While "Lincoln" ends with its namesake's tragic demise, Reconstruction's forgotten heroes — Thaddeus Stevens, Charles Sumner and John Bingham, among others — went on to add two more historic amendments to our Constitution, amendments that apply directly to each of the civil rights issues facing the court this term.

As the court prepares to rule on marriage equality, affirmative action and voting rights, the justices should follow Spielberg's lead and honor our Reconstruction founders and the soaring guarantees that they enshrined in our nation's charter.

Let's begin with the marriage equality cases. In enacting the Fourteenth Amendment, the Reconstruction framers chose sweeping, universal language: "No State shall ... deny to any person within its jurisdiction the equal protection of the laws." In so doing, they rejected other proposed language that would have limited the amendment to combating racial discrimination alone, choosing instead to incorporate into our Constitution the broad promise of the Declaration of Independence that "all men are created equal."

Indeed, the Fourteenth Amendment perfects the Declaration by universalizing it — substituting the word "persons" for Jefferson's "men." The amendment thus provides all persons — black or white, woman or man, gay or straight — with a constitutional sword to combat invidious discrimination. That guarantee is the constitutional foundation for marriage equality.

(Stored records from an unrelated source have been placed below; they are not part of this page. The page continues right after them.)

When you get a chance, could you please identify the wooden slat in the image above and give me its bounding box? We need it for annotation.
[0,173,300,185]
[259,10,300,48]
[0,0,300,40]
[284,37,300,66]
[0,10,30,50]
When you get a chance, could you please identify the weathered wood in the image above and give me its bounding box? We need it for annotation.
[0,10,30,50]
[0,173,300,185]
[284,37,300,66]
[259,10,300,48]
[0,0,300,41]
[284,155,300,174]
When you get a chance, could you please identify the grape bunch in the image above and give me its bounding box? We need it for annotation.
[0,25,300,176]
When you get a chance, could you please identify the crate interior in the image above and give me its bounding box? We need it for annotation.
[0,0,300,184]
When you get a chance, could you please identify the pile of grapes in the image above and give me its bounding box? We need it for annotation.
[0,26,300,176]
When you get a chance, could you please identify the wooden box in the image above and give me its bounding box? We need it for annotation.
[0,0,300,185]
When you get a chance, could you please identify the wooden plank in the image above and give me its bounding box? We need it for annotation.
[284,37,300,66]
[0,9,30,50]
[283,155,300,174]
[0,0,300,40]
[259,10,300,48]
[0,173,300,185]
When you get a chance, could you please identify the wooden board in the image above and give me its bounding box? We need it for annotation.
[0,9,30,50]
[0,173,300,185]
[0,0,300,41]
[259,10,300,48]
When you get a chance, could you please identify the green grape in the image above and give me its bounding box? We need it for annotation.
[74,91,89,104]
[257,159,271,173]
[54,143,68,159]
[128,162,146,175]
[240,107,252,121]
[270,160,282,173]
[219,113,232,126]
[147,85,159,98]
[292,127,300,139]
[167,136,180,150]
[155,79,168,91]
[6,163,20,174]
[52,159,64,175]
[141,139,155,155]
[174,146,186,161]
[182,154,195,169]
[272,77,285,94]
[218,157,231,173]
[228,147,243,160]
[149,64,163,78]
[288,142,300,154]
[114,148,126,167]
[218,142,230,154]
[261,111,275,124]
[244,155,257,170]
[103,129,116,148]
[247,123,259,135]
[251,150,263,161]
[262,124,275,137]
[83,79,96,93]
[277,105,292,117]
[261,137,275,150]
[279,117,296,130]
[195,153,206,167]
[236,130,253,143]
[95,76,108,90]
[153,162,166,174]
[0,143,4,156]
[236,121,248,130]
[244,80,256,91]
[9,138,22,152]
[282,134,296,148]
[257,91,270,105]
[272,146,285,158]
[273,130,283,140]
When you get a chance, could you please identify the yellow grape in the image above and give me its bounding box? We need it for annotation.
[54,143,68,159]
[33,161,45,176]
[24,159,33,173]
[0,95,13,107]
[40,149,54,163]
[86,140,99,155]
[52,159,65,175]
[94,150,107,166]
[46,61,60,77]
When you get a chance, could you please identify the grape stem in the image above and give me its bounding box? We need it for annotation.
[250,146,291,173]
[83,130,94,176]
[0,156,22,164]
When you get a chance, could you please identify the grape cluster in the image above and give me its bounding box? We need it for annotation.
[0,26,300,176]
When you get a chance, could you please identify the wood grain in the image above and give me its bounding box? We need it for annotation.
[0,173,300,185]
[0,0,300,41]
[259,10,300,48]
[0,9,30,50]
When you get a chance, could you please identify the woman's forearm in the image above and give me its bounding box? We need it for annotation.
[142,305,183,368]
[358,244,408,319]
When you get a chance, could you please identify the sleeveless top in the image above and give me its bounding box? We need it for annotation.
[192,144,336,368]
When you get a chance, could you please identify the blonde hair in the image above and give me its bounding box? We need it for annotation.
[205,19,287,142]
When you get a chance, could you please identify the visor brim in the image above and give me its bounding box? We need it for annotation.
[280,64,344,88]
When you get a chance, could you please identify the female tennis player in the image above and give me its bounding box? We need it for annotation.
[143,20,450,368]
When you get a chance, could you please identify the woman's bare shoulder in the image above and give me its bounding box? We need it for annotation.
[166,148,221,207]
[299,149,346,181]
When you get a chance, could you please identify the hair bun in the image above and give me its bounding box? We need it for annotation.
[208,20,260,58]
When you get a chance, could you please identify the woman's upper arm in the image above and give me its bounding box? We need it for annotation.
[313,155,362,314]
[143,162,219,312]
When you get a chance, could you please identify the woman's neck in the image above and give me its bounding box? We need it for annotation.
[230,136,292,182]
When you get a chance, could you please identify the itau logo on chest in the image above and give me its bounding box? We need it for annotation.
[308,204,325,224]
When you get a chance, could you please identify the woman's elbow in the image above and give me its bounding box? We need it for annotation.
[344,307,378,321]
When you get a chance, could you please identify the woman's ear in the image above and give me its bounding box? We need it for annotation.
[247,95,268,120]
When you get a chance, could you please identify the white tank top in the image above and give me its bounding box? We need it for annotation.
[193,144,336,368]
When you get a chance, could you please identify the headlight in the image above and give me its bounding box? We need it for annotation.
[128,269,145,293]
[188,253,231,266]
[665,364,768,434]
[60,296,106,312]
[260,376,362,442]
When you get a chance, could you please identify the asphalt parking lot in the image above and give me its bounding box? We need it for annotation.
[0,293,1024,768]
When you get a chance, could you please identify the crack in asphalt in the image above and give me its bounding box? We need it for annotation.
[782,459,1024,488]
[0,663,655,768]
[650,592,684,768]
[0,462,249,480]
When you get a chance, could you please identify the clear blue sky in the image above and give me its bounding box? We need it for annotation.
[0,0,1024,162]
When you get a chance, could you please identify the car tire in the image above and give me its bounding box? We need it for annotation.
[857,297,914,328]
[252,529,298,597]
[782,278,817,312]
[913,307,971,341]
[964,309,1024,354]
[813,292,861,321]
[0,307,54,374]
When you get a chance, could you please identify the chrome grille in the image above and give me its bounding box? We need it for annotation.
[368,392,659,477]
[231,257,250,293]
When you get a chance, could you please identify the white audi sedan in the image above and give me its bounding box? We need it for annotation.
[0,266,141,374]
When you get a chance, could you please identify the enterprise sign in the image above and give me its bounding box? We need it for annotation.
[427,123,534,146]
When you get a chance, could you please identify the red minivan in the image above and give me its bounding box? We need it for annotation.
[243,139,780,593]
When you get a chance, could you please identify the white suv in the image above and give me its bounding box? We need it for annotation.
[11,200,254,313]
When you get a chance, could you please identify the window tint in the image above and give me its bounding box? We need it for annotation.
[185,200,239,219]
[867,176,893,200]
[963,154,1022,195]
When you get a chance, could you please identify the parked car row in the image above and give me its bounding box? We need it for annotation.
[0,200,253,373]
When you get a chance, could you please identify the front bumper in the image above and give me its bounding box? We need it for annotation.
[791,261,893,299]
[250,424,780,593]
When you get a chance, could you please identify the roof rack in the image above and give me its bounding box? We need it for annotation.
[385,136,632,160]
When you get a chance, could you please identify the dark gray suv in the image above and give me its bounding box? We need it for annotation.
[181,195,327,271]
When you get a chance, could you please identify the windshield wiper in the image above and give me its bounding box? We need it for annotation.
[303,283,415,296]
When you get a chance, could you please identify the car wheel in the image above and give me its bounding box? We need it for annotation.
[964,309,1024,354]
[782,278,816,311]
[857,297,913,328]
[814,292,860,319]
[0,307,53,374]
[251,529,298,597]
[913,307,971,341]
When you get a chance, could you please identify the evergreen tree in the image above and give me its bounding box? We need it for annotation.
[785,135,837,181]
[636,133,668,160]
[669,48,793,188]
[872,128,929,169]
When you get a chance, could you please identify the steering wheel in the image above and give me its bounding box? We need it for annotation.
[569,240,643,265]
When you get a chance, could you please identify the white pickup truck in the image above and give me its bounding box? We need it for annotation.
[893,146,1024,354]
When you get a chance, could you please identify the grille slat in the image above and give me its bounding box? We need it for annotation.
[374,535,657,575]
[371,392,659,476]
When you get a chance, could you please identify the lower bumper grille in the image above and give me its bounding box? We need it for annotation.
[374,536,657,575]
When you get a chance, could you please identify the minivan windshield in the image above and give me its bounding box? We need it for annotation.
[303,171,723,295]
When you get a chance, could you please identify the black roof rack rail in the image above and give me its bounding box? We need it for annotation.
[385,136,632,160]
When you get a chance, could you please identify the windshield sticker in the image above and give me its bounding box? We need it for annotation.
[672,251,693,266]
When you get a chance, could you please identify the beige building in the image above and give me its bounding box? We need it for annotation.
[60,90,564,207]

Turning next to affirmative action, in Fisher vs. University of Texas, a white student is challenging UT-Austin's admissions policy, arguing that it violates the Equal Protection Clause because it allows the university to take race into account, as one factor among many, in making admissions decisions.

However, the Reconstruction framers — those who wrote and helped to ratify the very clause that the challengers rely upon in Fisher — themselves enacted race-conscious measures, including efforts to ensure equality of educational opportunity for African-Americans. For instance, during the late 1860s, the federal government provided land and money for more than a dozen colleges and universities that primarily served African-American students. Therefore, the Reconstruction generation, like UT-Austin, recognized that in certain contexts race-conscious measures were necessary to ensure equal opportunities to all.

Finally, turning to voting rights, Shelby County vs. Holder challenges the preclearance requirement of the Voting Rights Act — a critical provision reauthorized by a near-unanimous Congress in 2006 that requires states with a history of racial discrimination in voting to get "preclearance" by the federal government of any change in voting. In Shelby County, the challengers argue that this requirement is an affront to state sovereignty.

However, the Fifteenth Amendment gave Congress sole authority to enact legislation necessary to end racial discrimination in state elections. Indeed, the text of the amendment itself provides in sweeping terms that "Congress shall have the power to enforce" its provisions "by appropriate legislation." When Congress acts to prevent racial discrimination in voting, such measures are entitled to great deference.

While "Lincoln" — as great a film as it is — could be the beginning of a profoundly necessary change in our understanding of constitutional history, a movie can take America just so far. Only the Supreme Court can truly give our Reconstruction founders, and the revolutionary amendments they produced, their appropriate due, and rarely have so many important cases been lined up to present ripe opportunities for the court to do so. The stakes are high, and the world is watching.

Doug Kendall is president and founder of Constitutional Accountability Center, a public interest law firm and action center in Washington, where Tom Donnelly is counsel and message director.